Genç hayvanlara değişik mikoplazma türlerinin
bulaşması doğum sırasında annenin ürogenital sistemine direkt temas, burun
akıntısı ve sütle olmaktadır. Mikoplazmalar buzağıların burun akıntısı ve doğum
zamanı düvelerin vagina akıntıları ile çevreye saçılabilir.
Günümüzde birçok üreticinin
mikoplazma mastitisleri konusundaki
bilgileri sınırlıdır ve sürü içinde yaygın salgınların olacağı konusundan
habersizdir.
Mikoplazma
kaynaklı mastitislerin prevalansı tahmin edilenin üstündedir. Çünkü
mikoplazmaların tanısı, diğer patojenlere oranla güçtür. İngiltere ve Fransa’da
tank sütü kültürlerinde mikoplazma kaynaklı mastitis prevalansı her yıl <%1 olduğu bildirilmiştir. Bununla
birlikte diğer Avrupa Ülkelerinde prevalansın daha yüksek olduğu açıklanmıştır.

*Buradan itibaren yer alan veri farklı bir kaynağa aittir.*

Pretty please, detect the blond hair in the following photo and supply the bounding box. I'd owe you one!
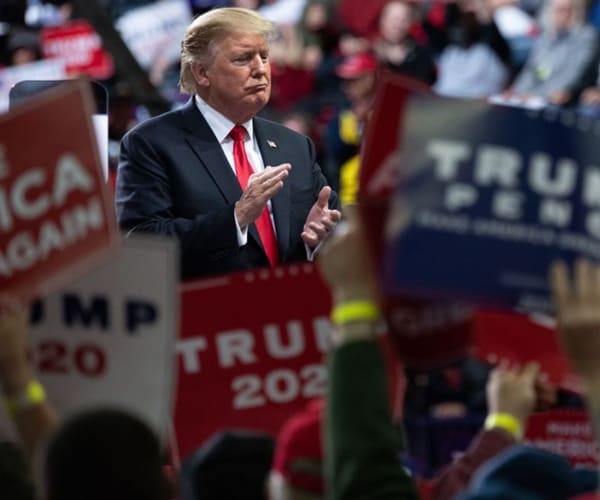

Ülkemizde maalesef bu konuda kesin bir rakam yoktur.
Sürü
büyüklüğü mikoplazmal mastitisler için önemli bir risk faktörüdür. Yapılan bir
çalışmada <100, 100-499 ve >500 fazla inek sürülerde, mikoplazma kaynaklı
mastitislerin prevalansı sırasıyla %2.1, %3.9 ve %21.7 olarak tesbit
edilmiştir. Sürü büyüklüğü arttıkça, prevalans artmaktadır. Büyük sürülerde
mikoplazmal mastitis prevalansındaki artışın nedeni, mikoplazmaların yayılma
şansının yüksek olmasından kaynaklanmaktadır.
Mikoplazma
mastitisleri için diğer risk faktörü sürüye sokulan yeni hayvanlardır. Çünkü
mikoplazmalar bulaşıcı mastitis patojenidir. Bu patojenlerce enfekte bir
hayvanın, sürüye katılmasıyla, patojen sürüdeki birçok ineğe bulaşmakta, kontamine
ineklerde immun sistem zayıfladığında (doğuma yakın dönemde) hastalık klinik
forma dönüşmektedir. Yapılan çalışmalarda mikoplazma bakımından negatif bir
sürüye, bu patojence klinik veya subklinik enfekte tek bir hayvanın bile
sokulmasının, sürünün %40’dan fazlasına patojeni bulaştırdığı belirlenmiştir.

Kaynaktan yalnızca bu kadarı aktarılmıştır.